戲曲 譚鑫培 京劇 梅蘭芳 文匯網 2017-05-13
譚鑫培不朽

譚鑫培定軍山戲裝照

“伶界大王”譚鑫培,生於1847年,卒於1917年。今年既是他一百七十週年誕辰,也是他逝世一百週年紀念。說來很有意思,書法、舊詩、京劇這些最有代表性的中國傳統藝術,總會在某個時代誕生出一位大宗師,這個人出現之後,便是萬法歸宗,天下混一了。即如書法之有王羲之,舊詩之有杜甫,於京劇,這個人非譚鑫培莫屬。

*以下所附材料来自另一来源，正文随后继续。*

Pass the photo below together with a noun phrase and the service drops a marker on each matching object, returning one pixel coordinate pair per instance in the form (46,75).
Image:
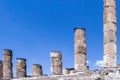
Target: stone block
(109,17)
(109,36)
(109,27)
(110,48)
(109,9)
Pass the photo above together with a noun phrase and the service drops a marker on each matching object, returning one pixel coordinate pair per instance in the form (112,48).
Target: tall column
(21,67)
(1,69)
(79,49)
(110,59)
(36,70)
(56,62)
(7,64)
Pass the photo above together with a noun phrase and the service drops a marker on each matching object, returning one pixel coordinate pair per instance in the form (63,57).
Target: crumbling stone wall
(56,62)
(79,49)
(36,70)
(110,59)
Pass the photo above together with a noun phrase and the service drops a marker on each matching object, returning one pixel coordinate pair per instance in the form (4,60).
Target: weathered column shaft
(20,67)
(56,62)
(110,59)
(67,71)
(79,49)
(36,70)
(7,63)
(1,69)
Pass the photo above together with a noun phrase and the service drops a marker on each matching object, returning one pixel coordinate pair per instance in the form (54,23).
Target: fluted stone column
(7,64)
(79,49)
(67,71)
(56,62)
(1,69)
(20,67)
(36,70)
(110,59)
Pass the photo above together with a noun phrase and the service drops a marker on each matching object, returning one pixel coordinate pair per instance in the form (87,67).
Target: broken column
(79,49)
(67,71)
(110,59)
(36,70)
(7,64)
(56,62)
(21,67)
(1,69)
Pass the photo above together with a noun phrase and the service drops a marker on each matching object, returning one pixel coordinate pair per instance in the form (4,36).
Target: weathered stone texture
(110,49)
(56,62)
(1,69)
(20,67)
(36,70)
(68,71)
(79,49)
(109,27)
(7,63)
(109,17)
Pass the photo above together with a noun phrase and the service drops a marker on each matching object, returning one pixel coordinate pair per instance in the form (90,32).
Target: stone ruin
(110,71)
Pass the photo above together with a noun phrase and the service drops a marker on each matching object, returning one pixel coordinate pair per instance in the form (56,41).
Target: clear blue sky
(32,28)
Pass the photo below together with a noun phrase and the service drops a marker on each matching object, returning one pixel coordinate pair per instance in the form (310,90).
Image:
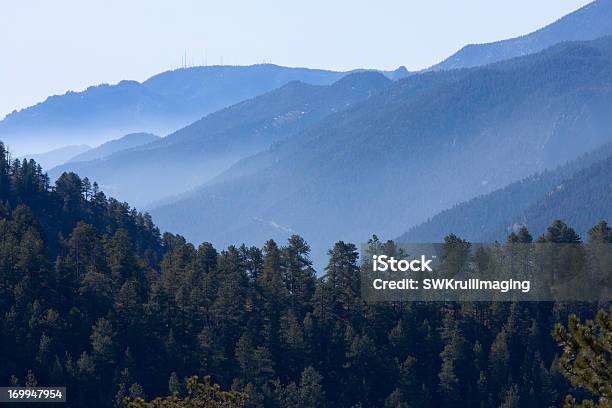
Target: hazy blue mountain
(588,23)
(59,156)
(158,105)
(198,152)
(124,143)
(424,144)
(530,201)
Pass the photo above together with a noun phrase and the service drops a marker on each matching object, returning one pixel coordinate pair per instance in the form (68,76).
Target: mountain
(158,105)
(106,149)
(588,23)
(198,152)
(534,201)
(58,156)
(422,145)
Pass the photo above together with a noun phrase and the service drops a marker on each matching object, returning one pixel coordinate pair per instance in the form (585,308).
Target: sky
(50,47)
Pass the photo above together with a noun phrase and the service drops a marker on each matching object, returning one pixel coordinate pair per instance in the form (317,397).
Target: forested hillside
(92,297)
(534,201)
(422,145)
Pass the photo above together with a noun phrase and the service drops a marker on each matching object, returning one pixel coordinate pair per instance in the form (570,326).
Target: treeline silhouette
(94,298)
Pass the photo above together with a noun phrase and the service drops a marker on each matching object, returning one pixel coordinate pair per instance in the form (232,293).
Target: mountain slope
(422,145)
(123,143)
(494,215)
(198,152)
(58,156)
(159,105)
(588,23)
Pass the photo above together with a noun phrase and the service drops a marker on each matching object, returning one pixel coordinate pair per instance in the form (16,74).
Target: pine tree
(587,356)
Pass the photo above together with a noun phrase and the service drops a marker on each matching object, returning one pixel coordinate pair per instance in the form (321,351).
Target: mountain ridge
(590,22)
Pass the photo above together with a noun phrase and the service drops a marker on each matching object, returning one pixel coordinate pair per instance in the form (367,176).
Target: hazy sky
(49,47)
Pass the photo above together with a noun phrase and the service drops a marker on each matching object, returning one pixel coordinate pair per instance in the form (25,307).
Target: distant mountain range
(416,148)
(588,23)
(161,104)
(113,146)
(58,156)
(200,151)
(578,192)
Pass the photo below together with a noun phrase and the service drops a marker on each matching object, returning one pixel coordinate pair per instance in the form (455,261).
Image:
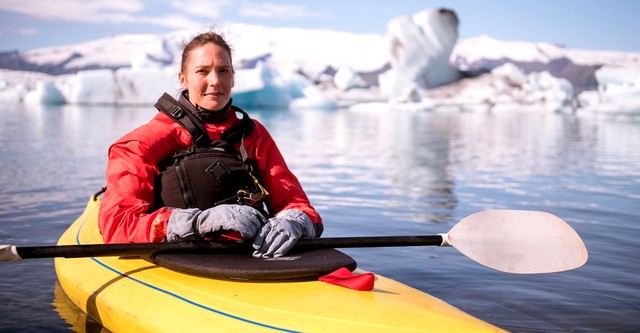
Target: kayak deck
(135,295)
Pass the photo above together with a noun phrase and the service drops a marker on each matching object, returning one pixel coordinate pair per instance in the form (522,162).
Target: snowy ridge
(312,68)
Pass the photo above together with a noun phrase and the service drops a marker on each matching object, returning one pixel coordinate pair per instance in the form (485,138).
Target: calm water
(400,173)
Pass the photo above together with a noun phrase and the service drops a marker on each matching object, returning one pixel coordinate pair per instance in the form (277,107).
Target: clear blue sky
(584,24)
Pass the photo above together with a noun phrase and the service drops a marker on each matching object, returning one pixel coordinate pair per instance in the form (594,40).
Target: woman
(131,209)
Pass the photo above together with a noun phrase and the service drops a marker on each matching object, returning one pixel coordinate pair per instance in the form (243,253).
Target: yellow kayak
(136,295)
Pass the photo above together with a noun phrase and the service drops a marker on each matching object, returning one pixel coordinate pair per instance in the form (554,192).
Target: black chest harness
(209,172)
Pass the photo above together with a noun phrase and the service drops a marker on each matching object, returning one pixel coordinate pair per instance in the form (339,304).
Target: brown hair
(203,39)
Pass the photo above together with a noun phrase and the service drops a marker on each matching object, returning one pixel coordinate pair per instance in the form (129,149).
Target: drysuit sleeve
(125,214)
(284,187)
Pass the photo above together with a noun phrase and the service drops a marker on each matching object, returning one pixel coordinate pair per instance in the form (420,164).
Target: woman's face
(208,76)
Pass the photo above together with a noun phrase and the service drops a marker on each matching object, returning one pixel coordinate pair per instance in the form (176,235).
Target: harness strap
(172,108)
(169,106)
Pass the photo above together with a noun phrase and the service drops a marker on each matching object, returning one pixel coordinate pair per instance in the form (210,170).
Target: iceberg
(420,46)
(418,64)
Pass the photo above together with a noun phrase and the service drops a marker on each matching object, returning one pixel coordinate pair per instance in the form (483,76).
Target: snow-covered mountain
(290,67)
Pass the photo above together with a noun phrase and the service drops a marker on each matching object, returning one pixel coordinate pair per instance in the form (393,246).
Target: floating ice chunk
(44,93)
(90,87)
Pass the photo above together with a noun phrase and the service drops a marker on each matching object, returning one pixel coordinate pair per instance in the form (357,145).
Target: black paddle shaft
(145,249)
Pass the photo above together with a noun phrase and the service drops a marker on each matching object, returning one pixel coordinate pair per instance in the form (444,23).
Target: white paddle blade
(519,241)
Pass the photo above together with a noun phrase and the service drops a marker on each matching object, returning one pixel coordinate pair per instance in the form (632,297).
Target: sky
(579,24)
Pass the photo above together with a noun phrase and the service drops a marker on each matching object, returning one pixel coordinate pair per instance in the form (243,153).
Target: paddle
(512,241)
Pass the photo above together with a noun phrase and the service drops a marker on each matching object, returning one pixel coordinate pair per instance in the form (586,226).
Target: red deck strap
(344,277)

由於時代條件的侷限,譚鑫培並沒給後人留下更多資料,只有七張半唱片、若干劇照以及一部目前不知所終的電影《定軍山》片段。但所謂“公之不泯者,不繫乎畫像之存不存也”,譚鑫培的歷史地位與功績,早已成為無可爭議的史實。而且譚鑫培的傳人及再傳,留下了為數不少的音響資料,許多看過譚鑫培演出的人,也寫了大量回憶文字,都能夠讓活在當下的人,一窺這位“伶界大王”的煌煌事蹟。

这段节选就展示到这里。